Christine Hayes retells the story in the Talmud about the friendship between Rabbi Yohanan and his intellectual sparring partner, Resh Lakish, and about Yohanan’s grief when Resh Lakish died. The sages sought to console Yohanan by bringing him a “new friend,” Rabbi Elazar ben Pedat:

They brought Elazar and seated him before him. For every issue that Yohanan mentioned Elazar said, “There is a teaching that supports you.” Yohanan said to him, “Do I need this? When I made a statement, Resh Lakish would object with twenty-four objections and I would solve them with twenty-four solutions, and thus our traditions expanded. But you say, ‘There is a teaching that supports you.’ Don’t I know I speak well?” He tore his clothes and went crying at the gates, “Where are you, son of Lakish? Where are you, son of Lakish?” until he lost his mind. The sages prayed for him and he died.

What a beautiful, sad story! Yohanan needed Resh Lakish — not only for his friendship, but because their relationship kept him intellectually and spiritually alive.
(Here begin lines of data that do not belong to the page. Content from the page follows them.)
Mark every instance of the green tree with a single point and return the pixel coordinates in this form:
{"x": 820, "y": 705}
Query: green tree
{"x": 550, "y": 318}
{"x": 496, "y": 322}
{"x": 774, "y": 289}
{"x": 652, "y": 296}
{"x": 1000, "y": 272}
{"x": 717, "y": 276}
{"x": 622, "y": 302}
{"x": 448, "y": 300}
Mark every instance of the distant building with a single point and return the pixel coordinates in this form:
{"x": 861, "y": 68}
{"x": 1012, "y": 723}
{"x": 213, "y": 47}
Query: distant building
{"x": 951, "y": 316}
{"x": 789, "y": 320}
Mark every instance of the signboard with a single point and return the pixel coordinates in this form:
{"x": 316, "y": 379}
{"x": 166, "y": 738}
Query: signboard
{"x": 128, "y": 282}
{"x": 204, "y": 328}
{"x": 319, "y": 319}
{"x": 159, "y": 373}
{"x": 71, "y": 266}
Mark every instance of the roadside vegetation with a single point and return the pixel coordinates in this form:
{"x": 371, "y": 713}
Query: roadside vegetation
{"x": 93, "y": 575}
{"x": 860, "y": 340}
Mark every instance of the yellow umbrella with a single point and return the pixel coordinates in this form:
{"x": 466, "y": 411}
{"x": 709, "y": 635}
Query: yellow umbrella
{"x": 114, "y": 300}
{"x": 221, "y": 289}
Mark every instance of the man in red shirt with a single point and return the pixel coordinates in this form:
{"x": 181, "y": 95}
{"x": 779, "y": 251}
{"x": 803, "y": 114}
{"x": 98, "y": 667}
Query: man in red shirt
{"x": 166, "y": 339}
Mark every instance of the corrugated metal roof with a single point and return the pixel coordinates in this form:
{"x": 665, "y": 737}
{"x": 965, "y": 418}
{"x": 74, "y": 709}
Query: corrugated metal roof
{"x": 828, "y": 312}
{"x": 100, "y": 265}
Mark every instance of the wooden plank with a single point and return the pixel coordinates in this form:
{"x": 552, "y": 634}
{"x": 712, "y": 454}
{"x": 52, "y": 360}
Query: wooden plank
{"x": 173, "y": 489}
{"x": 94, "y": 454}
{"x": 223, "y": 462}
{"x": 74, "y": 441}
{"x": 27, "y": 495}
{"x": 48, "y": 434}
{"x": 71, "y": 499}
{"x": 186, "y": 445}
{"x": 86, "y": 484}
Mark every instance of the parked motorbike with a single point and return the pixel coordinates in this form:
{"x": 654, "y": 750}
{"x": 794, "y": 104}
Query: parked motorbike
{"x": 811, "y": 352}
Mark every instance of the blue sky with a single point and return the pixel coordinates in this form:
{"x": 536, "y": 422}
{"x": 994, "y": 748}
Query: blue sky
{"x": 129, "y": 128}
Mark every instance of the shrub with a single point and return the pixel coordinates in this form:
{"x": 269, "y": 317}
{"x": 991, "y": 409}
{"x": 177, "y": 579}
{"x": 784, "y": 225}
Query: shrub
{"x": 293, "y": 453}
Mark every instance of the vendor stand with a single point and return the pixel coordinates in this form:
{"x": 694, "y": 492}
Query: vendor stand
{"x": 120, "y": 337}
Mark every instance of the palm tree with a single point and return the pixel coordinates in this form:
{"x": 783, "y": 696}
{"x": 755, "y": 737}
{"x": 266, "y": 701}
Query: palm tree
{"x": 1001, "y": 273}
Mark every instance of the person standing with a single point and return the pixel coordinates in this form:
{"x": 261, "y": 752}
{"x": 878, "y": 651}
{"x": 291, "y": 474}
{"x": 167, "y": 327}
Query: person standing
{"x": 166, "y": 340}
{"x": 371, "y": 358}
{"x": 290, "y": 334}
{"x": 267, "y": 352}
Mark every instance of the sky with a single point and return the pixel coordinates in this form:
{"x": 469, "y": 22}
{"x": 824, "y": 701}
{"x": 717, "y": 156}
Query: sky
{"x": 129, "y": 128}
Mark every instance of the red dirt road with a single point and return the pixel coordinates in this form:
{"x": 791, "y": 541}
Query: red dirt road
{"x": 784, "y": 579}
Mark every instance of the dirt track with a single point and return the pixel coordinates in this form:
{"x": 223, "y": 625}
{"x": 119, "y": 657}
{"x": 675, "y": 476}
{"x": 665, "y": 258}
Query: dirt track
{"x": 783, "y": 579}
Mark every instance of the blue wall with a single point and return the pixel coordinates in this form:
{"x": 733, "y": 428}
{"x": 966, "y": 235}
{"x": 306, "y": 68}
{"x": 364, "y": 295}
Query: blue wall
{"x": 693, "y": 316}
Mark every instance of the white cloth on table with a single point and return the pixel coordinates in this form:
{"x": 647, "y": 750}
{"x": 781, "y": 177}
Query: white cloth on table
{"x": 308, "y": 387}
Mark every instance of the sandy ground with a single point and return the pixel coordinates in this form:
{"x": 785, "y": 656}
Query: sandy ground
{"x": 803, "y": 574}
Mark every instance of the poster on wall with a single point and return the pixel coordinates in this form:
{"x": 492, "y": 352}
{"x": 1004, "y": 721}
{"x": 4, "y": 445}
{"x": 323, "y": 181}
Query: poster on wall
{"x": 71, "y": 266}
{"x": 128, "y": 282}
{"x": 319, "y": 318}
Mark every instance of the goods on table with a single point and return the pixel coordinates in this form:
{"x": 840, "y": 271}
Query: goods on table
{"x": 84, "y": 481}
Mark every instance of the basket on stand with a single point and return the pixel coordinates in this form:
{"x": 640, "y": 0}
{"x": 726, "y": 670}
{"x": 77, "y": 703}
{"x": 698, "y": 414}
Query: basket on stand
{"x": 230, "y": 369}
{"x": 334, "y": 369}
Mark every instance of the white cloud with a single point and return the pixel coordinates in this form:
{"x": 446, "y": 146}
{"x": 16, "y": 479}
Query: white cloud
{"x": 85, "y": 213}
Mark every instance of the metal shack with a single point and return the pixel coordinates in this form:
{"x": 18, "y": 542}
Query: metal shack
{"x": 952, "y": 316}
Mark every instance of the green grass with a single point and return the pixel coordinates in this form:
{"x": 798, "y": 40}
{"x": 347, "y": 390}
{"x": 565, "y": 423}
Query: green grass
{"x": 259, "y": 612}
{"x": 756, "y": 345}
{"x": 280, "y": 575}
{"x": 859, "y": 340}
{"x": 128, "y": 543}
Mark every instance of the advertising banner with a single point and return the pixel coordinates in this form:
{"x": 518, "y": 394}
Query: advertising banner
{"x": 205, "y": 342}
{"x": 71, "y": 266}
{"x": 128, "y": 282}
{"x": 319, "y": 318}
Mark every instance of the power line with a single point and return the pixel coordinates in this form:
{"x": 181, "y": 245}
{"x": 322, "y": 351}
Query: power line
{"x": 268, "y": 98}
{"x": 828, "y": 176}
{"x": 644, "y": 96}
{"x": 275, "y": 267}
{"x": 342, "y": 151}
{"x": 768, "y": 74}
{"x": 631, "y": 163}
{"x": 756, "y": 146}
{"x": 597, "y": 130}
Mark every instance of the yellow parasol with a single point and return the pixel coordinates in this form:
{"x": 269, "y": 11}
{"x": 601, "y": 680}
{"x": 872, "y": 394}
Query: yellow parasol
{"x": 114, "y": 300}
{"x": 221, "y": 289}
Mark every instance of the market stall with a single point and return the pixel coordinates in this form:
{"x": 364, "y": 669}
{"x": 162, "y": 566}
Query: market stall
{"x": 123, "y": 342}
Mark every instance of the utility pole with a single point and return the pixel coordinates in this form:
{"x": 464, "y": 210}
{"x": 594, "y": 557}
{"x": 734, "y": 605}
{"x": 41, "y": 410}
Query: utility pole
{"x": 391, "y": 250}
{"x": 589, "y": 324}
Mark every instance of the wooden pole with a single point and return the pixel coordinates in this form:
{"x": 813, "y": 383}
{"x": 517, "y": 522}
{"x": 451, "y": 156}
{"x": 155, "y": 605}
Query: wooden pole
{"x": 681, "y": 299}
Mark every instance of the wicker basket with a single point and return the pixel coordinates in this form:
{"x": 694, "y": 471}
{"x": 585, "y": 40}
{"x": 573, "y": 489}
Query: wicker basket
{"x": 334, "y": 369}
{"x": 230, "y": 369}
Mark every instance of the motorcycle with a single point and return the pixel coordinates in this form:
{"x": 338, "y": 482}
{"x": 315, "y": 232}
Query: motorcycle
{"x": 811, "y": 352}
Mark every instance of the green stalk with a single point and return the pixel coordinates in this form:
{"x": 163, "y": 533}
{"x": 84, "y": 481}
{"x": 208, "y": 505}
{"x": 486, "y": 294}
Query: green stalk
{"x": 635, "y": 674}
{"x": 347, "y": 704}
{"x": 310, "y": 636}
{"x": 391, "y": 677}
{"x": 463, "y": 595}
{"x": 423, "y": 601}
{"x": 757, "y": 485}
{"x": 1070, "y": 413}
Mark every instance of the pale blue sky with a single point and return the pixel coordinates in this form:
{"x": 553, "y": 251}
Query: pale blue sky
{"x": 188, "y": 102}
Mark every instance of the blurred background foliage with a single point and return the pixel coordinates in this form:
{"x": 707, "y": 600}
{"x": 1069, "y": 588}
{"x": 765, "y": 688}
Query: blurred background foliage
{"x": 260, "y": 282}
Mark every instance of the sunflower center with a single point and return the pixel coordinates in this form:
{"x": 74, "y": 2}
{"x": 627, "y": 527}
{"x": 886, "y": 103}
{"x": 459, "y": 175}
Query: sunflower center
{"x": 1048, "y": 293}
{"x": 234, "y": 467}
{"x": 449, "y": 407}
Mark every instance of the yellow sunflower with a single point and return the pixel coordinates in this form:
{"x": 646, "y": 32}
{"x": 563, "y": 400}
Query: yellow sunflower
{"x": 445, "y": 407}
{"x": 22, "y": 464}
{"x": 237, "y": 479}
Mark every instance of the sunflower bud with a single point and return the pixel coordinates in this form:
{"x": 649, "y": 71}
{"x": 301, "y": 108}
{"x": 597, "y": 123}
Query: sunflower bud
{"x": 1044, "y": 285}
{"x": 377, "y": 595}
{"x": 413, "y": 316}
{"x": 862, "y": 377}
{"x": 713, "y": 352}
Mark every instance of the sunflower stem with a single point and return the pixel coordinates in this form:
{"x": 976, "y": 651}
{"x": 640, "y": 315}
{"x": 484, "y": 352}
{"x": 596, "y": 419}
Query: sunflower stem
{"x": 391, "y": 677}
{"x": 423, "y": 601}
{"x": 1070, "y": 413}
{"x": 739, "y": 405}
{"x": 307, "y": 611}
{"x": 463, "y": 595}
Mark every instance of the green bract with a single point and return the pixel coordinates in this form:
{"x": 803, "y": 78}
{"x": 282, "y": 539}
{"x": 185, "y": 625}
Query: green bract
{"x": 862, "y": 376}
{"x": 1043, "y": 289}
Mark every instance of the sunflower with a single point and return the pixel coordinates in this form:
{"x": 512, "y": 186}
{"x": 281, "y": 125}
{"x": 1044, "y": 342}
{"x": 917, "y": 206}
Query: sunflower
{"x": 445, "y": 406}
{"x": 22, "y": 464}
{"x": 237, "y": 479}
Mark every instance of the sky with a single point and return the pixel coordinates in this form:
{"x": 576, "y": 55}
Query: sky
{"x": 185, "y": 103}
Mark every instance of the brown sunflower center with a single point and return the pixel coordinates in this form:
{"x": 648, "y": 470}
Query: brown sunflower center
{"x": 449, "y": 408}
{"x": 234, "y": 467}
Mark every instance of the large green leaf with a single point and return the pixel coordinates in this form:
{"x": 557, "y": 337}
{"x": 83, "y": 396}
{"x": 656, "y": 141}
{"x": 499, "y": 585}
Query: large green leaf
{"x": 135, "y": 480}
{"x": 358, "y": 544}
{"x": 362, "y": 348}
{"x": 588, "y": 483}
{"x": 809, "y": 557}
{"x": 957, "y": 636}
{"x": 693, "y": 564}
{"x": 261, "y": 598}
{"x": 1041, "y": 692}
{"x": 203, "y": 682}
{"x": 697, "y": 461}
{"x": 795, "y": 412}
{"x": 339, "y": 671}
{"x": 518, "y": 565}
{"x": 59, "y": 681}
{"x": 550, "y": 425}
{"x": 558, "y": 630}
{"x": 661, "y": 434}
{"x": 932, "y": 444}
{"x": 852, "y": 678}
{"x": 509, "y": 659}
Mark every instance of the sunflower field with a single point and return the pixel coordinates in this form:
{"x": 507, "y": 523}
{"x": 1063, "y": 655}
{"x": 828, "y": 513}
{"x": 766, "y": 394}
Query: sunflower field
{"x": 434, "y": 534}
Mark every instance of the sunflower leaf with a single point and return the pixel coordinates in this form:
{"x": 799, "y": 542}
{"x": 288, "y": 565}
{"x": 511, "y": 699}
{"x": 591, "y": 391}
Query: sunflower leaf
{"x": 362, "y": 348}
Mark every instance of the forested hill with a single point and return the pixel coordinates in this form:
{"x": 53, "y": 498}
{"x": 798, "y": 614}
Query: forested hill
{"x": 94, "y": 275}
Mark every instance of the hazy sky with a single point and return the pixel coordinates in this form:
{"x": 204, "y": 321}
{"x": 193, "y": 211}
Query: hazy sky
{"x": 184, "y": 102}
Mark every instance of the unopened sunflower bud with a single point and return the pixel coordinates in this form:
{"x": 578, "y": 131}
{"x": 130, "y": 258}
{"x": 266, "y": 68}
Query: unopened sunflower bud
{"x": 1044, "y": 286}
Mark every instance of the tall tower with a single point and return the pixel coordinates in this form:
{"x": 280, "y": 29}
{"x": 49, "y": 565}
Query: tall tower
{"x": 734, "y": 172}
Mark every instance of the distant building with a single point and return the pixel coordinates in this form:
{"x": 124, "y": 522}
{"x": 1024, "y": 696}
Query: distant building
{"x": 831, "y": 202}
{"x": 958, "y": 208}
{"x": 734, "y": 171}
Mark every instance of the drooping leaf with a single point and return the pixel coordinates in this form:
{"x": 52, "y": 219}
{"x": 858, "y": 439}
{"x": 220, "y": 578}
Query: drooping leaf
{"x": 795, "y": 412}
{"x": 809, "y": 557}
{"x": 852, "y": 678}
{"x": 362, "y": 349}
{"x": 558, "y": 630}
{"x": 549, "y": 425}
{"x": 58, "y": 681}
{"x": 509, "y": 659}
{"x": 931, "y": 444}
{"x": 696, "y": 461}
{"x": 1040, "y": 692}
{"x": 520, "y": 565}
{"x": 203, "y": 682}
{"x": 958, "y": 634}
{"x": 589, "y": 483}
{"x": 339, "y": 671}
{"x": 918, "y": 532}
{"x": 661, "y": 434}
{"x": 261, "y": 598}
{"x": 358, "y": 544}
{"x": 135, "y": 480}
Without his friend, he sank into a morbid depression.

I keep returning to Hannah Arendt’s signature line: “With best wishes for your trip to Europe.”

This — sadly, maddeningly and tragically — is not the way these sorts of conversations work today. Instead, people freeze each other out, shut down communication totally and treat each other in rather medieval ways — through public shaming, the abandoning of friendships and the severing of professional ties.


But it also makes me think of the enduring nature of friendship.

Here, I turn to the Hebrew word for friend: chaver.

Its root shows up in the Hebrew word for “notebook”: machberet. This makes me think of two kinds of notebooks.

There is the loose-leaf notebook, in which you can take pages out at will, and then put them back. Some friendships are like that; we open up the metal rings of our book of life; we take people out; occasionally, we put them back — albeit, perhaps in a different order and a different place.

But, then, there is that other kind of notebook — the old-fashioned marble covered black and white bound notebooks we wrote in as children, that are stitched together with thread.

With that kind of notebook, if you tear one page out, another page falls out — and soon enough, the entire notebook disintegrates.

I prefer those kinds of friendships, in which someone is bound together so tightly in your book of life that you cannot imagine life without them.